In September, the U.S. Commerce Department separately imposed export restrictions on SMIC, requiring American firms to apply for a license to send certain products to China’s largest chipmaker. SMIC and its subsidiaries present “an unacceptable risk of diversion to a military end use,” the department’s Bureau of Industry and Security wrote.
SMIC represents a cornerstone in China’s vision of creating its own, world-class semiconductor industry, which the Communist Party sees as an essential foundation for a self-sufficient technology sector. The company is the country’s biggest contract manufacturer of chip and raised more than $7 billion to expand in a Shanghai stock offering in July.

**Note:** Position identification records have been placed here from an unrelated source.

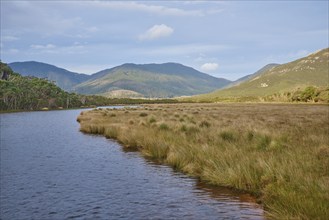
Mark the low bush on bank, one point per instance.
(279, 153)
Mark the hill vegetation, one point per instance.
(285, 81)
(277, 152)
(31, 93)
(128, 80)
(61, 77)
(151, 81)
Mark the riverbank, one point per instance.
(277, 152)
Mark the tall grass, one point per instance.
(279, 153)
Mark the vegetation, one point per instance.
(277, 152)
(286, 78)
(150, 80)
(31, 93)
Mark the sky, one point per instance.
(227, 39)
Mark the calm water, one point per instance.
(50, 170)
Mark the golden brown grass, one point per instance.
(278, 152)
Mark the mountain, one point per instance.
(312, 70)
(250, 76)
(151, 80)
(62, 78)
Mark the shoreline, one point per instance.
(260, 149)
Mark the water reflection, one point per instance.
(50, 170)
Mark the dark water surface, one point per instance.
(50, 170)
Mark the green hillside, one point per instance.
(312, 70)
(31, 93)
(151, 80)
(61, 77)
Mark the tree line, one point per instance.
(31, 93)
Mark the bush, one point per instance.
(227, 136)
(204, 124)
(152, 120)
(164, 126)
(143, 114)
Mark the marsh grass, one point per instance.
(279, 153)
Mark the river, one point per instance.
(50, 170)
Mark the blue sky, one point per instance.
(226, 39)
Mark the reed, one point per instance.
(277, 152)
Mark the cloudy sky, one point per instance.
(223, 38)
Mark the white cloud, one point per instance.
(157, 31)
(9, 38)
(42, 47)
(209, 67)
(154, 9)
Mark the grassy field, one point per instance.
(277, 152)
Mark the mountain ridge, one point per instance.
(149, 80)
(312, 70)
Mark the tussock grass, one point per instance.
(279, 153)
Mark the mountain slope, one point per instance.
(62, 78)
(312, 70)
(152, 80)
(250, 76)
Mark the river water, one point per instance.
(50, 170)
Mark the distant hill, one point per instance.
(250, 76)
(312, 70)
(151, 80)
(62, 77)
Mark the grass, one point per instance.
(277, 152)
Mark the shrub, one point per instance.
(152, 120)
(143, 114)
(204, 124)
(227, 136)
(164, 126)
(263, 142)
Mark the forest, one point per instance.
(31, 93)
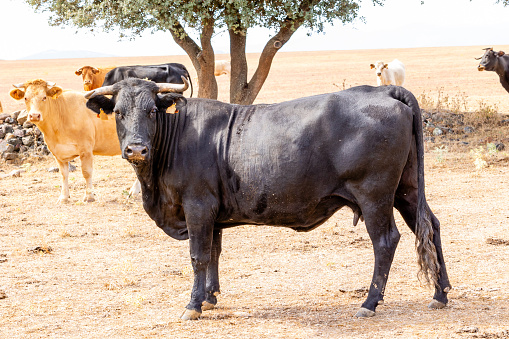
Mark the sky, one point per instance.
(398, 24)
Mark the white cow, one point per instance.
(222, 67)
(392, 73)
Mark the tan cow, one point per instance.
(70, 129)
(92, 77)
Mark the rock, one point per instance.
(22, 117)
(9, 156)
(19, 133)
(27, 124)
(5, 147)
(6, 128)
(468, 329)
(468, 129)
(28, 140)
(437, 131)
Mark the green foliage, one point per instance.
(135, 16)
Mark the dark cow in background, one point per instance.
(214, 165)
(164, 73)
(497, 62)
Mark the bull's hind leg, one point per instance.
(212, 286)
(384, 235)
(87, 168)
(64, 171)
(406, 204)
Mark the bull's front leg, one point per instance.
(212, 288)
(64, 171)
(87, 168)
(200, 226)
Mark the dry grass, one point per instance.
(112, 273)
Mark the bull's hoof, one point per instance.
(364, 313)
(190, 315)
(90, 198)
(63, 200)
(436, 304)
(206, 306)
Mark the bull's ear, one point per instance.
(166, 100)
(17, 93)
(99, 103)
(54, 92)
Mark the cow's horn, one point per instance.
(167, 87)
(107, 90)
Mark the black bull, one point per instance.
(163, 73)
(215, 165)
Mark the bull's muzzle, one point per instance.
(136, 153)
(34, 117)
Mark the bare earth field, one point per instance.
(104, 269)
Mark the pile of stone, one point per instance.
(19, 138)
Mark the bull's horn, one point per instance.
(107, 90)
(167, 87)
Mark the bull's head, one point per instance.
(138, 105)
(379, 66)
(37, 94)
(87, 73)
(489, 59)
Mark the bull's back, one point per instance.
(282, 160)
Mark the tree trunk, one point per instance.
(203, 58)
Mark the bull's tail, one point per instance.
(429, 268)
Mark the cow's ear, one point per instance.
(54, 92)
(99, 103)
(167, 100)
(17, 93)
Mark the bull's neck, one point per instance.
(56, 114)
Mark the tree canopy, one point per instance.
(206, 18)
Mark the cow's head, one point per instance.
(489, 59)
(38, 94)
(139, 105)
(379, 66)
(87, 73)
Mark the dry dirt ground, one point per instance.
(104, 269)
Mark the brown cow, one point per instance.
(92, 77)
(70, 129)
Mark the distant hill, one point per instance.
(54, 54)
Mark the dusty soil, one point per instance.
(105, 270)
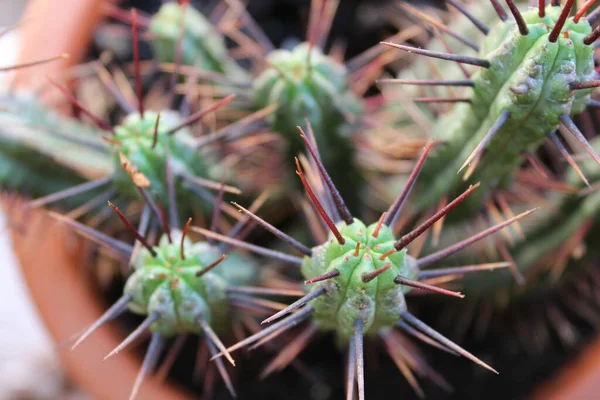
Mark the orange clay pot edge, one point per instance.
(51, 257)
(49, 28)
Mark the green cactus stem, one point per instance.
(358, 278)
(534, 74)
(201, 44)
(308, 85)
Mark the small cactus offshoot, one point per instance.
(359, 277)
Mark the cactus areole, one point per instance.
(136, 140)
(167, 285)
(379, 302)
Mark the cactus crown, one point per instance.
(351, 295)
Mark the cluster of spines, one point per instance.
(327, 203)
(472, 160)
(240, 296)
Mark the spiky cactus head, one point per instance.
(145, 142)
(353, 294)
(167, 284)
(201, 43)
(306, 84)
(534, 73)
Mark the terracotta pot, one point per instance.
(51, 258)
(51, 28)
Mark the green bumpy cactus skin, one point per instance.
(37, 161)
(529, 76)
(377, 303)
(201, 44)
(318, 92)
(134, 137)
(168, 285)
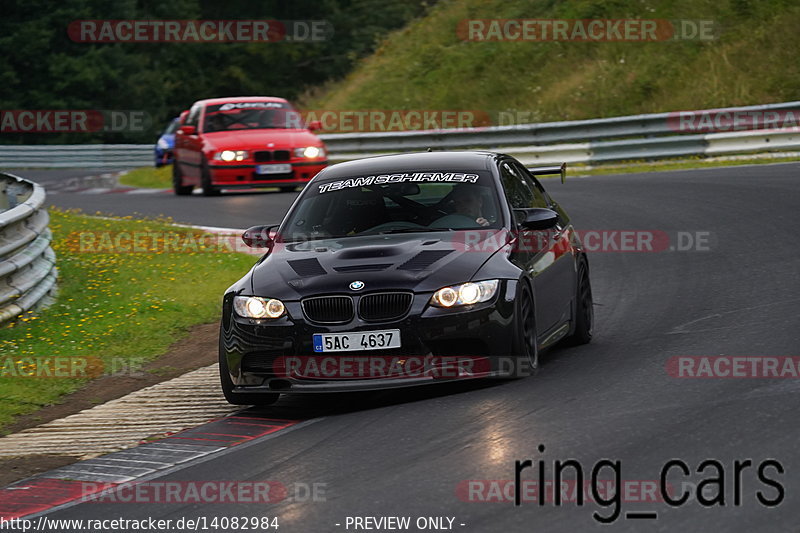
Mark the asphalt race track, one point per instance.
(411, 453)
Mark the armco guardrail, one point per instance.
(27, 263)
(650, 136)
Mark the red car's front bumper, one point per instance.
(232, 175)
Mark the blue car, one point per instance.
(164, 150)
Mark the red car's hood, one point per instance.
(260, 139)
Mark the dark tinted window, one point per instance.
(405, 202)
(540, 198)
(246, 116)
(518, 190)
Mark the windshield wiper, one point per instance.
(413, 230)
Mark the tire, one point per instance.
(205, 181)
(235, 398)
(584, 308)
(177, 182)
(526, 352)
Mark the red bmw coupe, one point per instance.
(245, 142)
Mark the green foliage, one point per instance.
(43, 69)
(427, 66)
(112, 306)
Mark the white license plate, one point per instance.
(283, 168)
(362, 340)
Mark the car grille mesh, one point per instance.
(262, 156)
(371, 307)
(384, 306)
(329, 309)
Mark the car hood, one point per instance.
(260, 139)
(421, 262)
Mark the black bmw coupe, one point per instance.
(402, 270)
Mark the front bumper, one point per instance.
(232, 175)
(440, 344)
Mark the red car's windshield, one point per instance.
(232, 116)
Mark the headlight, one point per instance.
(231, 155)
(256, 307)
(465, 294)
(310, 152)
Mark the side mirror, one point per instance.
(259, 236)
(536, 218)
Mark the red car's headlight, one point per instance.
(310, 152)
(231, 155)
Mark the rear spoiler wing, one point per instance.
(550, 171)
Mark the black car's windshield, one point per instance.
(247, 116)
(406, 202)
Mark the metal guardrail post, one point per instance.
(27, 262)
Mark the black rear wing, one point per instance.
(550, 171)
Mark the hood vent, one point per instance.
(424, 259)
(363, 268)
(307, 267)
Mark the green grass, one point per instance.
(121, 308)
(148, 177)
(426, 66)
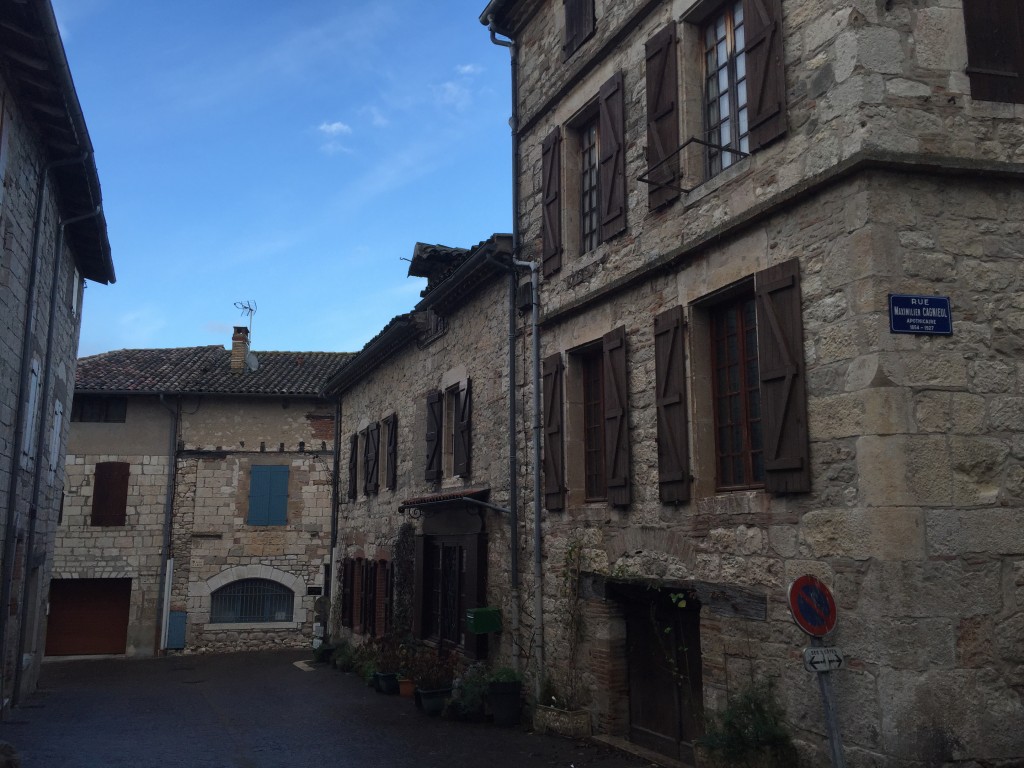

SMIC still has far to go to catch up to rivals such as Taiwan Semiconductor Manufacturing Co., which makes chips for Apple Inc.’s most advanced smartphones. TSMC, the world’s largest contract chipmaker, is commercializing 5 nanometer technology, at least two generations ahead of SMIC’s capabilities.
A Trump administration blacklisting would make that effort more difficult -- if not impossible -- because SMIC could be barred from American suppliers such as Applied Materials Inc., which tend to make the most advanced chip-making equipment.